Los diez ayuntamientos que participarán en el experimento incluyen Tilburgo, Almere y Breda, pero ninguna de las grandes ciudades (Ámsterdam, Utrecht, Rotterdam y La Haya), reticentes desde un principio a formar parte del proyecto piloto, según confirman fuentes oficiales a la televisión holandesa NOS.

Mañana jueves un comité especializado e independiente hará publico su análisis de la lista completa de municipios y está previsto que el Gobierno siga esa recomendación para iniciar la prueba a principios de 2021.

El cultivo de marihuana por los propios «coffeeshops» está totalmente prohibido en el país, pero la comercialización y el consumo de cannabis y productos elaborados con extractos de esta planta están tolerados en el interior de estos locales bajo ciertas condiciones, como renunciar a la venta de alcohol y tener almacenados un máximo de 500 gramos de cannabis.

El objetivo del experimento es investigar si es posible y cómo se podría suministrar la marihuana directamente a los «coffeeshops», sin intermediarios, y garantizando calidad y precios, para luchar también contra la delincuencia y los problemas de seguridad y salud pública que provoca el limbo legal de prohibir el cultivo, pero no la venta de esta planta.

El proyecto cuenta con el respaldo del Parlamento desde el pasado enero, pero había dudas de si saldría adelante, ya que la coalición del Gobierno está formada por cuatro partidos de diferentes ideologías: los progresistas D66 (promotores del proyecto) y los liberales (que estaban divididos), además de Llamada Democristiana (CDA) y Unión Cristiana, que lo rechazaban por ideología.

Los «coffeeshop» holandeses ofrecen desde 1976 de forma legal productos de máximo cinco gramos de cannabis a cada cliente, pero el hecho de que cultivar la planta esté prohibido, ha provocado que los propietarios adquieran ilegalmente la droga, para luego venderla legalmente, siempre y cuando no superen el límite tolerado.

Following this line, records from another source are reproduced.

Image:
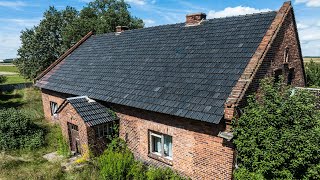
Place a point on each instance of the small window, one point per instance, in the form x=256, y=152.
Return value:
x=161, y=145
x=53, y=107
x=277, y=74
x=286, y=55
x=103, y=130
x=73, y=126
x=290, y=76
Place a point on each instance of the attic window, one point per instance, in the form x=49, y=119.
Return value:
x=290, y=76
x=53, y=108
x=286, y=55
x=277, y=74
x=160, y=145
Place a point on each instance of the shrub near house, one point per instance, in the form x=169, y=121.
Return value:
x=18, y=131
x=278, y=136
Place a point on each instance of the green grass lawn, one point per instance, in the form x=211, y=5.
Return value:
x=12, y=79
x=29, y=164
x=6, y=68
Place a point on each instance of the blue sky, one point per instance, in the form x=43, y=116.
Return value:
x=16, y=15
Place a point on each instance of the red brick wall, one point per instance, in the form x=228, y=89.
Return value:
x=274, y=59
x=197, y=151
x=48, y=96
x=69, y=114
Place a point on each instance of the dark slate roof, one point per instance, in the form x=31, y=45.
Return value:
x=172, y=69
x=92, y=112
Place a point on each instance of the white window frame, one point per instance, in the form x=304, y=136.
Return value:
x=53, y=108
x=161, y=136
x=104, y=132
x=286, y=55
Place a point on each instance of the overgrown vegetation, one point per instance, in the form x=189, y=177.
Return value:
x=3, y=79
x=59, y=30
x=18, y=131
x=312, y=70
x=278, y=136
x=117, y=162
x=63, y=147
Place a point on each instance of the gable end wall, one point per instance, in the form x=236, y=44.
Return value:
x=274, y=59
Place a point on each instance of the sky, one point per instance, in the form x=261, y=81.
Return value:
x=17, y=15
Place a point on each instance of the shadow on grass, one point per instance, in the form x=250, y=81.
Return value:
x=11, y=100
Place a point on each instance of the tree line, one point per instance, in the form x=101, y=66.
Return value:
x=61, y=29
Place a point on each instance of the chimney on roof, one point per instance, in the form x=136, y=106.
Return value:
x=120, y=29
x=195, y=18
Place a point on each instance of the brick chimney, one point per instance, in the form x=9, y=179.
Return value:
x=195, y=18
x=120, y=29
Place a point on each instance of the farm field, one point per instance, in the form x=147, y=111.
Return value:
x=29, y=164
x=12, y=74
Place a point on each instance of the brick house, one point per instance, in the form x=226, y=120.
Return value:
x=174, y=88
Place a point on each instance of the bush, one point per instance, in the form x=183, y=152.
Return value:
x=313, y=74
x=3, y=79
x=117, y=162
x=63, y=147
x=278, y=135
x=17, y=131
x=162, y=174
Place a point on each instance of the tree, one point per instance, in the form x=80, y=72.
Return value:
x=42, y=45
x=60, y=30
x=313, y=73
x=278, y=135
x=3, y=79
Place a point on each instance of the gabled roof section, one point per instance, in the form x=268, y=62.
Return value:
x=63, y=56
x=172, y=69
x=92, y=112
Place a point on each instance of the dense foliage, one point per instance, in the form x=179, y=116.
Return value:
x=313, y=74
x=18, y=131
x=59, y=30
x=117, y=162
x=63, y=146
x=3, y=79
x=278, y=136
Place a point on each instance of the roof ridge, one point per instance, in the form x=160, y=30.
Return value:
x=183, y=23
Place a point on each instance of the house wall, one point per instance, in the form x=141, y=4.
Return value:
x=69, y=114
x=274, y=59
x=197, y=151
x=48, y=96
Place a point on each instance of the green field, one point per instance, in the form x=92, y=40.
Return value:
x=7, y=68
x=12, y=78
x=29, y=164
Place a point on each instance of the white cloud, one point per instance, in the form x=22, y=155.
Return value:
x=149, y=22
x=302, y=26
x=137, y=2
x=233, y=11
x=12, y=4
x=309, y=3
x=25, y=23
x=9, y=43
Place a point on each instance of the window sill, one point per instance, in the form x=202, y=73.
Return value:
x=161, y=159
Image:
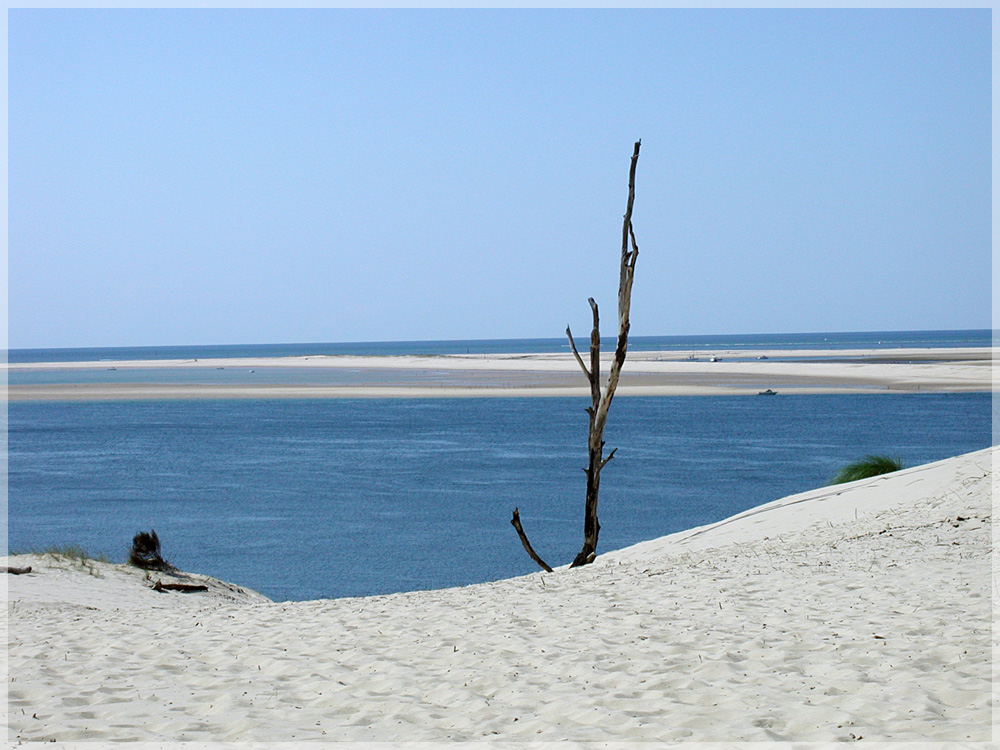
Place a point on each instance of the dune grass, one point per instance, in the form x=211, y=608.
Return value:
x=869, y=466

Los grandes municipios se han mostrado escépticos hacia este proyecto porque, al estar, a priori, limitado a un periodo de prueba de cuatro años, no consideran que vaya a poner fin al problema del narcotráfico y, una vez finalizado, los «coffeeshops» tendrán que volver a recurrir al mercado negro para obtener el producto.

La droga ilegal llega a Holanda principalmente desde países del sur de Asia y el norte de África y mueve varios miles de millones de euros, según confirmó hoy la Unidad de Inteligencia Financiera.